Layne Fargo’s story unfolds not on the wild Yorkshire moors but in a nondescript Chicago suburb, a utilitarian Illinois skating rink—and then Los Angeles, Russia, Paris, and anywhere skaters skate and Olympics are held. That’s Kat and Heath’s journey.


Did the quiet, handsome foster child—eventually taken in by Kat’s father—truly want to be part of an elite ice-dancing couple? It’s hard to say. He loves Kat and wants to be part of her world, and Kat is a force to be reckoned with.


The Favorites is long on drama and shorter on characterization, yet it’s populated by intriguing people. Kat is tempestuous, to say the least. Her feistiness gets her noticed by the great Sheila Lin, now a coach and the mother of skating twins Garrett and Isabella. Sheila is a cool, controlled “ice queen.” Garrett is a mensch, while Bella is sharper-edged—competitive and occasionally scheming. Still, Bella and Kat become friends. Kat always has her eye on the next rung of the ladder; Bella espouses a philosophy of keeping one’s enemies close.


Chapters told from Kat’s point of view alternate with commentary from an “unauthorized documentary” about Shaw and Rocha. These voices include an uptight skating judge, a flamboyant former skater turned blogger, Sheila herself, and Lin’s former partner and chief rival, the Russian Veronika Volkova. Volkova now coaches her niece, ensuring that tensions ripple into the next generation.


The documentary segments add a smirky, knowing layer to the narrative and neatly foreshadow events—of which there are many. The plot’s ups and downs are as dizzying as the twizzles (intricate twirls) the ice dancers perform at the height of their programs. Shaw and Rocha are together. Then they’re not. Then they are again. There’s deception. There’s blood. There are passionate kisses on the ice.


Whoa, baby.


This book is a lot of fun. I did occasionally find myself thinking, What is driving Kat? Why is Heath so passive? But then I’d turn the page. Suddenly it seemed more important to see whether love could survive, friendships could be mended, characters could come out of the closet—and, yes, whether medals could be won.


Thursday, January 15, 2026

Review: "Venetian Vespers," John Banville

Set at the close of the 19th century, Venetian Vespers drops us into a wintry Venice seen through the jaundiced eyes of its narrator, English writer Evelyn Dolman. He arrives with his wife Lauraan American heiress, recently disinherited after a mysterious rupture with her father—to inhabit a cavernous palazzo on the Grand Canal, a wedding gift that now feels less like a blessing than a trap.

From the outset, Dolman loathes Venice: the cold, the smell, the sense of rot beneath the beauty. He cynically describes the city’s decaying foundations as “the soiled and drenched hems of the petticoats of a succession of dropsical old ladies.” To him, Venice is not a postcard. It’s sinister; the city seems to smirk at him.  The supporting cast deepens the unease: the coarse and unsettling Count Barbarigo, their landlord; the ambiguous maid Rosaria (servant? relative? accomplice?

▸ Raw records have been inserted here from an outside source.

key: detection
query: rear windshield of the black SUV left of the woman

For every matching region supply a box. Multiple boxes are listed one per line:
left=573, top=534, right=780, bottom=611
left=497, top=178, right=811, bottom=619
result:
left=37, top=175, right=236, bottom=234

If so, to what?). Meanwhile, Dolman’s suspects that he may have been a consolation prize after Laura’s father blocked an unsuitable match.

Dolman quickly encounters Freddie FitzHerbert, a boarding-school acquaintance Dolman does not remember and immediately distrusts, and Freddie’s sister Francesca, whose allure proves far more destabilizing. When Laura vanishes and the FitzHerberts insinuate themselves into the palazzo, Dolman’s tenuous grasp on reality begins to fray. He knows he’s being sucked into a bizarre rabbit hole—and yet he doesn’t really try to save himself.

The story is dark and claustrophobic, with more than a trace of Poe in its atmosphere and moral ambiguity. Dolman is very much an anti-hero: vain, unreliable, passive, and complicit in his own undoing. And yet he is compelling precisely because of these flaws.

John Banville is a masterful writer, and his exquisite precision and sensuality are on full display here. Grim, yes—but deliciously so. I devoured it.